The kids’ grandma-turned-mom moved out of her senior living building and into a rented home on the South Side with her son and his children. Today, she looks back emotionally on it all.
“The one thing he stood firm on was his kids. He’s never thrown his hands up and said, ‘I just can’t do this,’” she said.
It still brings a smile to Carol Worley’s face when she recalls the time she spent living with her grandchildren and the progress her son has made in raising his family.
Though his father is no longer alive, Worley attributes some of his core values as a parent to him. Growing up with a pastor as a father and a mother who didn’t take “no” for an answer, Worley learned by example exactly what it meant to be an involved parent. One thing he remembers was spending every Sunday at church, a mandatory routine instilled by his father that has kept Worley grounded in faith throughout his life.
Now, Sunday morning church visits have become routine for Worley’s children, too.
“Even when it seemed to a lot of people like I had nothing, I had my family, and family is the only thing we really have,” Worley said as he watched his sons on the Southwest Community Center basketball court where they practiced one recent Tuesday.
After his wife died, Worley began starting his morning routine with his three children, commuting as a family on the city bus to his children’s bus stop for school. And, routinely, Worley would accept the positive messages shared in passing by Charres Burnett, 32. Burnett, a single mother to her son, Sayvion, 8, recalls seeing Worley when he would send his son on his way to McKinley-Brighton Elementary School in the morning.

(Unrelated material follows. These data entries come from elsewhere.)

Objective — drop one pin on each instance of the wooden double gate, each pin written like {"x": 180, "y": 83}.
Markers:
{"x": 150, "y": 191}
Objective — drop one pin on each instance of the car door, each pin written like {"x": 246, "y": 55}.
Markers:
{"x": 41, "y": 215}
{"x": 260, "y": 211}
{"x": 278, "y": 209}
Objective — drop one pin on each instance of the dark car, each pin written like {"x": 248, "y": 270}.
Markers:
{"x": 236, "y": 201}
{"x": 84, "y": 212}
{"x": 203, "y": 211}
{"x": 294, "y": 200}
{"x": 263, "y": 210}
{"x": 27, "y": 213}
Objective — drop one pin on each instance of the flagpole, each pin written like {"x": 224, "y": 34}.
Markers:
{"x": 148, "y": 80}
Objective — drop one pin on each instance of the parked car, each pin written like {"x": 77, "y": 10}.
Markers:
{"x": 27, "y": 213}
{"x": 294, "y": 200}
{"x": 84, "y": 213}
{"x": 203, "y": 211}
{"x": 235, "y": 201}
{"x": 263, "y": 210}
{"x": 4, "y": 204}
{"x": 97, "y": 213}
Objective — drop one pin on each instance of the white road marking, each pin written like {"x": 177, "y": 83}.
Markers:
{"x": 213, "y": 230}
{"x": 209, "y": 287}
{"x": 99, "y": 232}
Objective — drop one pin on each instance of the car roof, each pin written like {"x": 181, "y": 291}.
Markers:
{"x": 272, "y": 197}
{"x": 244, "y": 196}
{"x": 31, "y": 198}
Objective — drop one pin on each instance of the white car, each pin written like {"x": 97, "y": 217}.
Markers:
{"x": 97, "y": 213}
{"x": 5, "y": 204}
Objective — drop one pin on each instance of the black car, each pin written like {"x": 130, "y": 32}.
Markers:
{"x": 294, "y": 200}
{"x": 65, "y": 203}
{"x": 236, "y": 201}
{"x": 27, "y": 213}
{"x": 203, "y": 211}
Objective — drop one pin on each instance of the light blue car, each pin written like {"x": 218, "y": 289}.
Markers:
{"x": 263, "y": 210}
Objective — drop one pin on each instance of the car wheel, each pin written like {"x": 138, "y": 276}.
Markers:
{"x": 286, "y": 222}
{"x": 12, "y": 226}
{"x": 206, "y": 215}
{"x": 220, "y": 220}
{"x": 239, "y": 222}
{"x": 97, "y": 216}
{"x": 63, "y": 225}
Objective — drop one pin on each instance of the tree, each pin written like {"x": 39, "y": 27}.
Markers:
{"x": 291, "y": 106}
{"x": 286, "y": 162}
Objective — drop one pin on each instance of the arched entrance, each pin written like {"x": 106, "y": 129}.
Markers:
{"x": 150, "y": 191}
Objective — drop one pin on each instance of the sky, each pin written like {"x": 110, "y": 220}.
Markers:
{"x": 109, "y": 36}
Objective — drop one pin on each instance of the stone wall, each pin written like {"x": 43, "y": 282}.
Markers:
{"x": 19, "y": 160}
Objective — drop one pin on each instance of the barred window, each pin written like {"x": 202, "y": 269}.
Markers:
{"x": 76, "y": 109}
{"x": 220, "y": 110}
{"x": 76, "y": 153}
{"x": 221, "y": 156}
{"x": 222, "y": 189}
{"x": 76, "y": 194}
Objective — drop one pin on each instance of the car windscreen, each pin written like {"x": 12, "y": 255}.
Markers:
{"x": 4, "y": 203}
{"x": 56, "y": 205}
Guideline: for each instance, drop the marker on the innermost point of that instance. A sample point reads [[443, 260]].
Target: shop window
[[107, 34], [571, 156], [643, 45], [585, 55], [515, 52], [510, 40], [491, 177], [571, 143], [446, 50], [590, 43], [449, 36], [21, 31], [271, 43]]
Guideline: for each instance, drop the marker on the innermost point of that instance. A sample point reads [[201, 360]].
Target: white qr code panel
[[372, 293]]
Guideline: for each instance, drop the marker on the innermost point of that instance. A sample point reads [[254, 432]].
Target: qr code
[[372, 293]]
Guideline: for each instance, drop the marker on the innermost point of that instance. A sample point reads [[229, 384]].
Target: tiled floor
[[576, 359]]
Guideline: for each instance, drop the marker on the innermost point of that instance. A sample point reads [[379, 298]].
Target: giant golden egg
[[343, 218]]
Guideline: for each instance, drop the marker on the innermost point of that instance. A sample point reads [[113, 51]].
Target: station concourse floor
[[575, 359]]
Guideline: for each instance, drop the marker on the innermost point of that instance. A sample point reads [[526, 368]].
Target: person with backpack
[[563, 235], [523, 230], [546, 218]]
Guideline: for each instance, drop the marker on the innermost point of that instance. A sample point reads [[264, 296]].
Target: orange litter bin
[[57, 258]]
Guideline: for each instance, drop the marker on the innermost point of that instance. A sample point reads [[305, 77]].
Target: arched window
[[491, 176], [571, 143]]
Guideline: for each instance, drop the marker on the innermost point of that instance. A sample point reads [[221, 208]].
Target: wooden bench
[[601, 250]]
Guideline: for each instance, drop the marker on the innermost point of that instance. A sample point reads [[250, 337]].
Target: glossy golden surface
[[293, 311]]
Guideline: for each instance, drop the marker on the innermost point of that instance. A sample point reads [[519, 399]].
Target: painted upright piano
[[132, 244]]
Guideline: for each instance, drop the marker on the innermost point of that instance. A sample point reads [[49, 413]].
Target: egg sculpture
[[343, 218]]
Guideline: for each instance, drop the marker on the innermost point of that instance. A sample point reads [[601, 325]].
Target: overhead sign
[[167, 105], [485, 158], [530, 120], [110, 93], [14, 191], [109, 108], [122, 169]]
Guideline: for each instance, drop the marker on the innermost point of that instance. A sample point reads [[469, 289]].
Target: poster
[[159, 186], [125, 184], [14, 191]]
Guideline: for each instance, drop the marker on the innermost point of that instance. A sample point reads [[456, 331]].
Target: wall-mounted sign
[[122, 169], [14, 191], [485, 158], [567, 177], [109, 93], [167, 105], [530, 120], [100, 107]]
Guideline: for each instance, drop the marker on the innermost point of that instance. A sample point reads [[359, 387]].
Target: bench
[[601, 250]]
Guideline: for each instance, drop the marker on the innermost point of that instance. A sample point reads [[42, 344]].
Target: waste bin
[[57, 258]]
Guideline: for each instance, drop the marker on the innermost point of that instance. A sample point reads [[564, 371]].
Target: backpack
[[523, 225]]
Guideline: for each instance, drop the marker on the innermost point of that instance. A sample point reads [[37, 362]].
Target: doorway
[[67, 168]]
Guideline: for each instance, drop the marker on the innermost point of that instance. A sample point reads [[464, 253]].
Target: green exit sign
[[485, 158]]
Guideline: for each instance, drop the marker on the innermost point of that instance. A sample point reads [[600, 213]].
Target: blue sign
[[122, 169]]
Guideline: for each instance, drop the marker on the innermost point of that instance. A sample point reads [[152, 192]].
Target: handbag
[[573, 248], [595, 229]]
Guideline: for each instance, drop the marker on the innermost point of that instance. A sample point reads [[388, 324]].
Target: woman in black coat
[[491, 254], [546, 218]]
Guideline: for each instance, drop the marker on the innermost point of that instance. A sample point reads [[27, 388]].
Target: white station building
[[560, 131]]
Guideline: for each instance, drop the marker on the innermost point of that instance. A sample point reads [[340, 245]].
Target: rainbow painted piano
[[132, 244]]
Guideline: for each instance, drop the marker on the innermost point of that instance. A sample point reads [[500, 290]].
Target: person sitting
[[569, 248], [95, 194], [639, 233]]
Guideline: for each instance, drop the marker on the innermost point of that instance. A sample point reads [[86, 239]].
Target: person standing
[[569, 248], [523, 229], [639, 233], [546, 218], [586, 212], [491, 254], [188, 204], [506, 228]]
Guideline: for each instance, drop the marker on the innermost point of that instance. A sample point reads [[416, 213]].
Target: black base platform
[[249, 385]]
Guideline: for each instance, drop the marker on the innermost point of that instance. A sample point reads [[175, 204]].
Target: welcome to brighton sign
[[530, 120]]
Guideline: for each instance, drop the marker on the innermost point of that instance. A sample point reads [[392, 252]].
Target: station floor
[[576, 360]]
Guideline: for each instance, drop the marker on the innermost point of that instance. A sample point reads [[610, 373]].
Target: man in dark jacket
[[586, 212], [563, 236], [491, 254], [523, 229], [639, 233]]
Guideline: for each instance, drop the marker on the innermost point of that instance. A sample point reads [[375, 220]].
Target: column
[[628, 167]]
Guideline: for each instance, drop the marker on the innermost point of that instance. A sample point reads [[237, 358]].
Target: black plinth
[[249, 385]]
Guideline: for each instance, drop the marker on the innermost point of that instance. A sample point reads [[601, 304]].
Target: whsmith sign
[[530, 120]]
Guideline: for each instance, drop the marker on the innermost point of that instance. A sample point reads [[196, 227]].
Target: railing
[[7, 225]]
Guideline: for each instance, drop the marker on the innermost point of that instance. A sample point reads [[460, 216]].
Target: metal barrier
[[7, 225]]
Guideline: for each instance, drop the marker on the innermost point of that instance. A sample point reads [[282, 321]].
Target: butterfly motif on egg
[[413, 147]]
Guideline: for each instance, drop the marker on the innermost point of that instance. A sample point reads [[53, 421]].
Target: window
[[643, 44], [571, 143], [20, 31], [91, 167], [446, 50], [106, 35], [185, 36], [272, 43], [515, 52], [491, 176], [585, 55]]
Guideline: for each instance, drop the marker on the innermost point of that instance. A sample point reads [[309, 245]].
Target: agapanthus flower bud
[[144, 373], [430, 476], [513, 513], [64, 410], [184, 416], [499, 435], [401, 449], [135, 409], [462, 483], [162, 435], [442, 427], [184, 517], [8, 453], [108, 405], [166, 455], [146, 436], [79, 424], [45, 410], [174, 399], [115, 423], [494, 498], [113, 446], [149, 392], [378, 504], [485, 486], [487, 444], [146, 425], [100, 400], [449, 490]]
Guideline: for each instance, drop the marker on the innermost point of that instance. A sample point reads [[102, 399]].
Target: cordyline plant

“She always had something uplifting to say, and I needed that,” Worley recalls of Burnett. “Eventually, she asked me out on a date to a Tyler Perry movie, and we’ve been together every day since,” Worley said of his now-fiancee, who is expecting their first child together.

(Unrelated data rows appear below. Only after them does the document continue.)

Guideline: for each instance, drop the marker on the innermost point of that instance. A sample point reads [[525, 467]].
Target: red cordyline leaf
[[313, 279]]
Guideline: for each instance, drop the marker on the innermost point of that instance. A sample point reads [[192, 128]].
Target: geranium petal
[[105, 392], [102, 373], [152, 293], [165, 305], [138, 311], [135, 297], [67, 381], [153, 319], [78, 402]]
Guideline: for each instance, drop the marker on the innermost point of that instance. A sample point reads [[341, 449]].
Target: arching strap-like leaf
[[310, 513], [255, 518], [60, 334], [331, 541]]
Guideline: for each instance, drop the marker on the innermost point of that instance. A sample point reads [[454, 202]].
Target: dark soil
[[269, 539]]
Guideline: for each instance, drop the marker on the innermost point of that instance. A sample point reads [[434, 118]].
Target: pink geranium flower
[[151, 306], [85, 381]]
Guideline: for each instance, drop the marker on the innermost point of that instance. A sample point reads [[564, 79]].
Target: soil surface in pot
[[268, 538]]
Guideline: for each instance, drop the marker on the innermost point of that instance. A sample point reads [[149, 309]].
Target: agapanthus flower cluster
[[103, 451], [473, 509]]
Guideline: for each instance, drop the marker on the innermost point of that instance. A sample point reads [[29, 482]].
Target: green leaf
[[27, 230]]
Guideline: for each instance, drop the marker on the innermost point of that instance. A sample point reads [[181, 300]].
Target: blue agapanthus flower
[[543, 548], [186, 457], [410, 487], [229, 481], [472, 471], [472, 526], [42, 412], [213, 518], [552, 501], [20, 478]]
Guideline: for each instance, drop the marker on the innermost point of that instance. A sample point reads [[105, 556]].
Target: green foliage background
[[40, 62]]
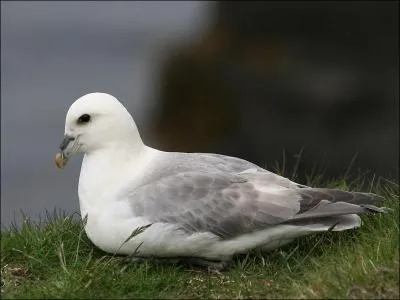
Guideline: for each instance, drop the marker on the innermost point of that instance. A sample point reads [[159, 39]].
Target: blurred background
[[315, 82]]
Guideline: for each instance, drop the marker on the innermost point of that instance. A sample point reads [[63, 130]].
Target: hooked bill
[[60, 160]]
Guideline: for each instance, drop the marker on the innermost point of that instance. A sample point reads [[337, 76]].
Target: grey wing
[[225, 204]]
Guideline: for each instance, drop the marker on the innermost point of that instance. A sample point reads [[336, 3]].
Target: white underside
[[111, 220], [167, 240]]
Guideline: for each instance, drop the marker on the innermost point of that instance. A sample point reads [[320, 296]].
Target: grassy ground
[[56, 260]]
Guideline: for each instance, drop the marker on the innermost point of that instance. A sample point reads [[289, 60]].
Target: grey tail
[[319, 203]]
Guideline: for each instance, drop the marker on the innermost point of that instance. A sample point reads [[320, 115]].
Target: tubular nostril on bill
[[65, 142]]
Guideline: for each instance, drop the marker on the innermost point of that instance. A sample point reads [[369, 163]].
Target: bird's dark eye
[[83, 119]]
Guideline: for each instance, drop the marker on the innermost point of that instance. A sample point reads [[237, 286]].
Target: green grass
[[55, 259]]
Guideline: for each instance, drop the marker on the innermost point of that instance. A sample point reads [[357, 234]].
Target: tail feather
[[311, 197]]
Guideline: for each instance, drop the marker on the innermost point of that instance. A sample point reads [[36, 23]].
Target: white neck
[[98, 173]]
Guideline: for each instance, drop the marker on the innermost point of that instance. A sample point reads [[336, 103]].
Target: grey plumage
[[214, 193]]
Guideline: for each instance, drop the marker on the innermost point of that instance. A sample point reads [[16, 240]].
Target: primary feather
[[169, 204]]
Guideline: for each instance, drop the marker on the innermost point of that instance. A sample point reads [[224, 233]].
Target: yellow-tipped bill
[[60, 160]]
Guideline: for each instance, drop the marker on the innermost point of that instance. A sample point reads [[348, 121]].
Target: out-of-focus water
[[54, 52]]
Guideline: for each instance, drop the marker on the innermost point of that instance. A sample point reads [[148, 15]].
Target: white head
[[96, 121]]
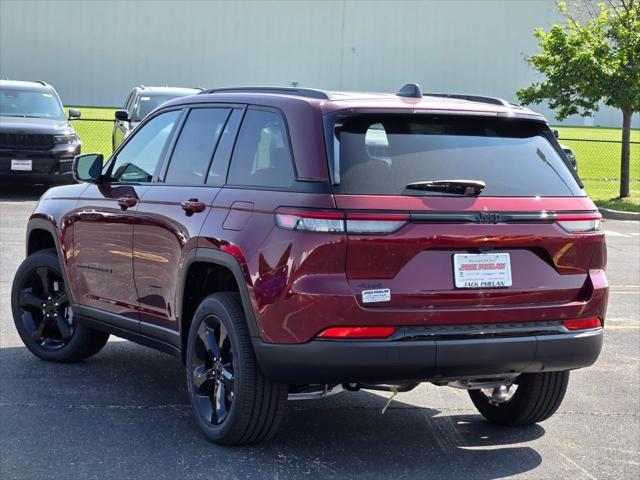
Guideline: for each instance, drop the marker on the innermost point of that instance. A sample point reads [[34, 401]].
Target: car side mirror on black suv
[[87, 168], [122, 115]]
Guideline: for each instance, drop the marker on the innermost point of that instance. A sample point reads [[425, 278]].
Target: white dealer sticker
[[482, 270], [378, 295]]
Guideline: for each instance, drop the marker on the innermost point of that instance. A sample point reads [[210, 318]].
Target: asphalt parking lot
[[124, 413]]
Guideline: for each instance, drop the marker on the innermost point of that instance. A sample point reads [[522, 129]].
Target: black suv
[[140, 102], [37, 142]]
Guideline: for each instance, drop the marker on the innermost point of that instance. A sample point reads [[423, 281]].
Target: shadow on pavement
[[124, 414]]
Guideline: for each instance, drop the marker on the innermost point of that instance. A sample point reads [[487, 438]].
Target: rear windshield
[[29, 103], [382, 153]]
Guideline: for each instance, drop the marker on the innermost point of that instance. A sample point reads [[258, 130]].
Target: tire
[[234, 403], [537, 397], [56, 340]]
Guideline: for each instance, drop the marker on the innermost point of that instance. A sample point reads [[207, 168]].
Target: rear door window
[[262, 156], [382, 153], [195, 146], [138, 160]]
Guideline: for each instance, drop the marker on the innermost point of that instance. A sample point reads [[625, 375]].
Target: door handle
[[127, 202], [191, 206]]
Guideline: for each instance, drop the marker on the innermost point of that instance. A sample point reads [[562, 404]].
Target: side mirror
[[122, 115], [87, 167]]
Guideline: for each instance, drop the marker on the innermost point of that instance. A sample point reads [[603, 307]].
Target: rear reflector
[[581, 324], [340, 222], [357, 332], [579, 223]]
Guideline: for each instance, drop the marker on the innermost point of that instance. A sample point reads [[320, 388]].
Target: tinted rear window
[[382, 153]]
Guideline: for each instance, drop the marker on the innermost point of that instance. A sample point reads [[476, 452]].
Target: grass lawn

“He treats my son like he’s one of his own,” Burnett said of the way Worley has embraced Sayvion since they have joined their families. When he’s cheering from the sidelines every Saturday, he’s cheering for Sayvion too.

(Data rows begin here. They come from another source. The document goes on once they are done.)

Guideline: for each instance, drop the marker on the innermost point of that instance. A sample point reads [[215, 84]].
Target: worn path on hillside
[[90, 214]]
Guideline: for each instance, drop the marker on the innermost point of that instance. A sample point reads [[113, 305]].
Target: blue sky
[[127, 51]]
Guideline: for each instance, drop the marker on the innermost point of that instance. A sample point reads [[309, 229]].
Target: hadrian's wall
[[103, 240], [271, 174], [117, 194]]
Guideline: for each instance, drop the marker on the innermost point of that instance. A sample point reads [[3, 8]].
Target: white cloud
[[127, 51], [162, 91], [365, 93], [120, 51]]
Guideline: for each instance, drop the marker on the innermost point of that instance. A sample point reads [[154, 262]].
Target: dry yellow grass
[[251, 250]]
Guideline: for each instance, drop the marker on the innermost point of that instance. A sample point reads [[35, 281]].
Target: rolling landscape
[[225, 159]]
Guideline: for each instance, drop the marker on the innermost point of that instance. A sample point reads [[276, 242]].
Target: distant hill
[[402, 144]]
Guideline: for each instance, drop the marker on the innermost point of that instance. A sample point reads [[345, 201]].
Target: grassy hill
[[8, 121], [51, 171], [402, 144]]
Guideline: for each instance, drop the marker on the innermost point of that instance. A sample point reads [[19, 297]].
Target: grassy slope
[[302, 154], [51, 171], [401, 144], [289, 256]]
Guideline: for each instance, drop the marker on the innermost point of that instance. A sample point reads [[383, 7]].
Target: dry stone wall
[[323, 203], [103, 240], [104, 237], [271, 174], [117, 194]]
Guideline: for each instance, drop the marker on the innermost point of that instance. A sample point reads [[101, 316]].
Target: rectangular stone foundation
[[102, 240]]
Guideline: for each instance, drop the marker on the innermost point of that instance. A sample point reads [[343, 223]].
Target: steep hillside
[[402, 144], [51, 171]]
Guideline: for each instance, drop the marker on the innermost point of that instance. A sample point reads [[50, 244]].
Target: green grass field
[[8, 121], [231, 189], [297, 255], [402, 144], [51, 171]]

Worley and Burnett decided to move Worley’s family out of the South Side and into Burnett’s East Side apartment, where long days end in laughter, dance competitions and the aroma of Worley’s barbecue chicken, rice and collard greens.
Carol Worley recalls her son’s love for cooking from the time that she stayed with him and his family. “I think that brought him and the kids even closer together after his wife died.”
While the kids laughed and stuffed their faces at the dinner table on a recent March weeknight, Worley tidied the kitchen and explained his pride for his children’s accomplishments, both on and off the basketball court.
“I got an award at school,” Nevaeh humbly bragged to her younger siblings.
Just as seriously as he takes participating in his children’s extracurricular life on the court, Worley makes sure that school is their priority.
“I let them know they have to do well in school if they want the privilege of doing the extra things that they want to do. So far it’s working,” Worley said.
And Nevaeh Worley has set the bar high for her younger brothers by making her father proud as an honor role student. She flipped through her folder of homework assignments boasting about her A+ grades on her math assignments, but complaining about her reading comprehension assignments that she struggled with the night before.
Worley stopped her mid-sentence the second she said the word “can’t” in reference to her work. “It’s the ‘I can’t’ attitude that makes me feel like she’s not ready,” Worley said about the option Nevaeh has to skip the sixth grade based on her high performance at school.
He is his children’s biggest supporter, but it’s a call Worley is not ready to make. “I don’t want to push her too quick.”
But there’s another call he’s sure of.
“My next big plan is to legally adopt my stepson and to make Charres my wife.”